In 2021, it had success rates of:
- 91% in Europe,
- 88% in the United States, and
- 89% in Latin America.
MasterCard and Visa both have 79% acceptance rates in the United States and 81% in Latin American countries. According to a study by Spreedly, Visa is more often accepted in Europe, with an 88% success rate, while MasterCard had an 85% success rate.
Credit Card Debt Statistics
35. The average credit card debt for US consumers is $5,313 per individual.
Americans in the 100th annual income percentile have $5,313 in outstanding credit card debt. And when it comes to credit utilization rate, people often utilize 25.3% of their credit card limits.
Statistics show that the average consumer credit card balances in Canada and the UK are $4,154 and $3,245, respectively. The top five countries with the highest average revolving debt include Japan and Germany.
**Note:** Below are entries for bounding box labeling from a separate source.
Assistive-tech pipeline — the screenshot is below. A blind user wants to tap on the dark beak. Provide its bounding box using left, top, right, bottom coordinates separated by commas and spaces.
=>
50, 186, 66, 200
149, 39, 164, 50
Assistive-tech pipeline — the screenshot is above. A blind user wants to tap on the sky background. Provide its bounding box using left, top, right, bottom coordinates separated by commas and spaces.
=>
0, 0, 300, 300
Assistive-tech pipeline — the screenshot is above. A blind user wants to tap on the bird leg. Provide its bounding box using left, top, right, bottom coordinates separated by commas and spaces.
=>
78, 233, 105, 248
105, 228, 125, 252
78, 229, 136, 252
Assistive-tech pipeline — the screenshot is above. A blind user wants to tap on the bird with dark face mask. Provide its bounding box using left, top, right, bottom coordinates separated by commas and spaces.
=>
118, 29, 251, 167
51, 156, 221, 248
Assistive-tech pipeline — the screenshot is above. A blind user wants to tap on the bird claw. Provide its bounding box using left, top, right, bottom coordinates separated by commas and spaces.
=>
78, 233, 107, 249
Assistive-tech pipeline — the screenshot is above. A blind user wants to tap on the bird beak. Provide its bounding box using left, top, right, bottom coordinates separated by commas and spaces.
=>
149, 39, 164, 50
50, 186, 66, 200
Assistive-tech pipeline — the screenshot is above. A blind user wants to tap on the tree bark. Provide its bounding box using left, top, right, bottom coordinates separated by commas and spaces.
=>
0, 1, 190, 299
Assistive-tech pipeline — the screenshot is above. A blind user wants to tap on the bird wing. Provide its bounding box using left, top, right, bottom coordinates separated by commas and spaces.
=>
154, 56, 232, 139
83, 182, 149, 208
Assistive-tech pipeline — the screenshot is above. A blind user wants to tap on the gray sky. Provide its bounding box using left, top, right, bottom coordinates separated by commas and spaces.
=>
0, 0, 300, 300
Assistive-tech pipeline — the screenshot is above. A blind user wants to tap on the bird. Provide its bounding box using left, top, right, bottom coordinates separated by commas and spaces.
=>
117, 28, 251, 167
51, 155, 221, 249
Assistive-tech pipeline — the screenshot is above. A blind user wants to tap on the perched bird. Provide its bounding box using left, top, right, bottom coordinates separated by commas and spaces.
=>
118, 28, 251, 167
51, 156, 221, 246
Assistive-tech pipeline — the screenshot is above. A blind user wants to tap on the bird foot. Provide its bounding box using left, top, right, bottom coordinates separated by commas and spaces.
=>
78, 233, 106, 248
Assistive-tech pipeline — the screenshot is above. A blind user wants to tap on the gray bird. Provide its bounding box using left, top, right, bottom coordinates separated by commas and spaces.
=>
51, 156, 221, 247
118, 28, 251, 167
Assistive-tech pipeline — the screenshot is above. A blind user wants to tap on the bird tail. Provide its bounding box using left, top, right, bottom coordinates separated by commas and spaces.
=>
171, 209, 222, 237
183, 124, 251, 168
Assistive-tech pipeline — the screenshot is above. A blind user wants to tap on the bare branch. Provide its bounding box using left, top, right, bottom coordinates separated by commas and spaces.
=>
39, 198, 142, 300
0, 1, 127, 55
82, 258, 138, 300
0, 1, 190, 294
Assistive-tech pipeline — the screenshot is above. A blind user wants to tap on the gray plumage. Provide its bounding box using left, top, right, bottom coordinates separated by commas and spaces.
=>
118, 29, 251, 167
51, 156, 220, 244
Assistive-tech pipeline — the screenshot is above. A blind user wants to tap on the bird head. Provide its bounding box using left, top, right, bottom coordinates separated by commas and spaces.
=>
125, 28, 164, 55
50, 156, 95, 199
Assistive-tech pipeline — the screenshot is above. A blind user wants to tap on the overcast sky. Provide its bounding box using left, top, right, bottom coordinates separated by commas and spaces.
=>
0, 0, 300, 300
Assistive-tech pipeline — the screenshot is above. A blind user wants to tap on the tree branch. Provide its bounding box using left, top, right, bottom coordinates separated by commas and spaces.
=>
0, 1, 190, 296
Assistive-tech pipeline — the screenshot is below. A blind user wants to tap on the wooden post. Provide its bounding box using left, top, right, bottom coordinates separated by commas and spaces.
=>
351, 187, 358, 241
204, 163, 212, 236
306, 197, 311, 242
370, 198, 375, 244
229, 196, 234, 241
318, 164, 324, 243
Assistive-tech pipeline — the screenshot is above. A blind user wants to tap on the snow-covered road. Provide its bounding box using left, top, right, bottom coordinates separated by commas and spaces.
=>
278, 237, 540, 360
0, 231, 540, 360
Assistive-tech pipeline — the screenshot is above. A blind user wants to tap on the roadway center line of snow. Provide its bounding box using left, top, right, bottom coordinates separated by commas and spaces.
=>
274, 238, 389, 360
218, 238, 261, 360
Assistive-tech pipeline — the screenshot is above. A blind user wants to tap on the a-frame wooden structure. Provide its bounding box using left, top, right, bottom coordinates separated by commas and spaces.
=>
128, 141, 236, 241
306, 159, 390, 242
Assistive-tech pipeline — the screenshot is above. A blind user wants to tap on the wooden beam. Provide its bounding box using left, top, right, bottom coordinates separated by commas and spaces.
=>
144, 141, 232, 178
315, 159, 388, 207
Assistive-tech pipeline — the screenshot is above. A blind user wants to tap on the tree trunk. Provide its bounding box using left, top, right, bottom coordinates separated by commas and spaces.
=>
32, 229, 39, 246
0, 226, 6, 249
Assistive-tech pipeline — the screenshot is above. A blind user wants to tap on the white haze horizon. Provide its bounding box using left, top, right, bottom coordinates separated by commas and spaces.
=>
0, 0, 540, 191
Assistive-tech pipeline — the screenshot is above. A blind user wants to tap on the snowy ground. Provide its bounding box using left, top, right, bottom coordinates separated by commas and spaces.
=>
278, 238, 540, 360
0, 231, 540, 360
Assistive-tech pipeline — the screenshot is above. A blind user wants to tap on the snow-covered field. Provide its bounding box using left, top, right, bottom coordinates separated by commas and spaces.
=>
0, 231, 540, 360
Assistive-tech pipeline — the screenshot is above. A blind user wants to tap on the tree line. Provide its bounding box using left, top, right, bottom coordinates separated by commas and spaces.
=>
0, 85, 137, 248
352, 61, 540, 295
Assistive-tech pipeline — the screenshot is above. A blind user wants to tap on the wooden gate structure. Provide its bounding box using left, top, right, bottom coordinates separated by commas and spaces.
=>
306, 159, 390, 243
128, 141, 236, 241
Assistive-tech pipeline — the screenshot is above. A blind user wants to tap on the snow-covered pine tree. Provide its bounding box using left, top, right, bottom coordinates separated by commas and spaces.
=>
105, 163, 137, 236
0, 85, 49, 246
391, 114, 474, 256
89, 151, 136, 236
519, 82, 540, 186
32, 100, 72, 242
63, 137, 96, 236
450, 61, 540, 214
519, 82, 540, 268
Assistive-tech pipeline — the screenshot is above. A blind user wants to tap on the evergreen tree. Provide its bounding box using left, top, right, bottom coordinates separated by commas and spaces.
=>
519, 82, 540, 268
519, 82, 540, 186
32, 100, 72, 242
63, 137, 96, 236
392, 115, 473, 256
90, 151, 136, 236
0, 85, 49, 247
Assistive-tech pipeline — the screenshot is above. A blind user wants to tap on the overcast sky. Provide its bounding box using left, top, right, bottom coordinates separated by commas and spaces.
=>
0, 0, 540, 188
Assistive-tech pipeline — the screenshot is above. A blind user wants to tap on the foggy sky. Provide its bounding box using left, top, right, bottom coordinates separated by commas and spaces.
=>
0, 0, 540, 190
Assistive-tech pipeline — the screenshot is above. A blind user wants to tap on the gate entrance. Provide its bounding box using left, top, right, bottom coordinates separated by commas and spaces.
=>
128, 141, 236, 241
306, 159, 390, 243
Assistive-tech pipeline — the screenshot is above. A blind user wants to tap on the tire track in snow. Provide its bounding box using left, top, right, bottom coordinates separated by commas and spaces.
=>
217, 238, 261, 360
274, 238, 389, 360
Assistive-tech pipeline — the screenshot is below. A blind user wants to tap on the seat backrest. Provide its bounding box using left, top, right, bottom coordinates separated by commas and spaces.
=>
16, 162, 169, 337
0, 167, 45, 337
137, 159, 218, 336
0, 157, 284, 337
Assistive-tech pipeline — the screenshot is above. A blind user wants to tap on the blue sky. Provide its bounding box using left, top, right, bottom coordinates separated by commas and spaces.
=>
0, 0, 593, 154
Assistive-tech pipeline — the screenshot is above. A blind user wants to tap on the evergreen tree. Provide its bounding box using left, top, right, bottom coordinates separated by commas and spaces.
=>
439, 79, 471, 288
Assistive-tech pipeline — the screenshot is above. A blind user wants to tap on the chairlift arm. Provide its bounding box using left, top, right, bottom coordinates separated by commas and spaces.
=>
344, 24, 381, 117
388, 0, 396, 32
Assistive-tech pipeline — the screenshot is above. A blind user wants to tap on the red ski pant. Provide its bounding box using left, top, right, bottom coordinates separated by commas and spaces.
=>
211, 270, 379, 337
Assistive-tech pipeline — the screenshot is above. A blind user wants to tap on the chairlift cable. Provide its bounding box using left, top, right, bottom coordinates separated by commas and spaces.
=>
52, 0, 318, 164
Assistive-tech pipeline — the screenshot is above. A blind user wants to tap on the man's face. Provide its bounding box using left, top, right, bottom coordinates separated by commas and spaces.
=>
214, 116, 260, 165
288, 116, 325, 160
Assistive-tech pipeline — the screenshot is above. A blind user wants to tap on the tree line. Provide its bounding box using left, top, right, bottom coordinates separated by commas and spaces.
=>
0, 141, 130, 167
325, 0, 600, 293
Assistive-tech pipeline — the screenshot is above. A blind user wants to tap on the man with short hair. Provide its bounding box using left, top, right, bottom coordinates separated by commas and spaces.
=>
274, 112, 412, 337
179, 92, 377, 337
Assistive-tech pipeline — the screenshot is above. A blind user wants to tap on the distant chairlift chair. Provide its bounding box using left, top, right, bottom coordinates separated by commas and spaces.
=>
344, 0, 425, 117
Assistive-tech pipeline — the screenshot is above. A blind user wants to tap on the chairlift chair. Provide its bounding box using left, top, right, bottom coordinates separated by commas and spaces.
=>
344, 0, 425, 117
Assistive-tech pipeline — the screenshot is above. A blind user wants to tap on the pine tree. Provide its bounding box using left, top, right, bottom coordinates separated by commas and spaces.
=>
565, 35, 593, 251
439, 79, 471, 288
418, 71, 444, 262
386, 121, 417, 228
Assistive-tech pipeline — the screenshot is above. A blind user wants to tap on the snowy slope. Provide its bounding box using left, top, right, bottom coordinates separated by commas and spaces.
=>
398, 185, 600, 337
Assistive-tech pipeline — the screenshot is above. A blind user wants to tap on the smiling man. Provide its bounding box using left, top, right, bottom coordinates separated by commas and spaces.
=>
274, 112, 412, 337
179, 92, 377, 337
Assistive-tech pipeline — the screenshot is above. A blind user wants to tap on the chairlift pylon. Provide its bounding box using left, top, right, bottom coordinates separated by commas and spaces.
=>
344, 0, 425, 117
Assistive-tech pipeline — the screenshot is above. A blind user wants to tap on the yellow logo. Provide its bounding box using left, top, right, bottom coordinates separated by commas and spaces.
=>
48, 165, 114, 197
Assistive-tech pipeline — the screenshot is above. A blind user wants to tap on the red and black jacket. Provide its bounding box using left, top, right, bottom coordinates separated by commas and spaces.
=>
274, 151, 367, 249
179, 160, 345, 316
Their relative averages are $2,900 and $2,052.
36. The average credit card balance is substantially lower than other types of debt among US consumers.
The average mortgage debt in the United States is $148,060 and the student loan debt of $33,654.
37. The total revolving debt in the United States was $974.6 billion in February 2021.
(Bank of America)
This sum has increased from $992 billion in Q2 2020. However, in April, Americans' card balances were down from $1.07 trillion in Q1 2020. These numbers typically indicate that Americans are paying off their credit card debt.
The decline follows the global economic impact of the COVID-19 outbreak. As a result, it's more than likely that the loss of income played a role in the decline in credit card balances in the United States.
38. Alaska has the highest average credit card debt per consumer in the United States.
According to statistics, the average debt per individual in this state is $7,726. Connecticut ($6,876), New Jersey ($6,881), and Virginia ($6,773) are the other leaders in this category. Iowa has the lowest average credit card debt ($4,622). Wisconsin's average credit card balance is $4,810, slightly more than the national average.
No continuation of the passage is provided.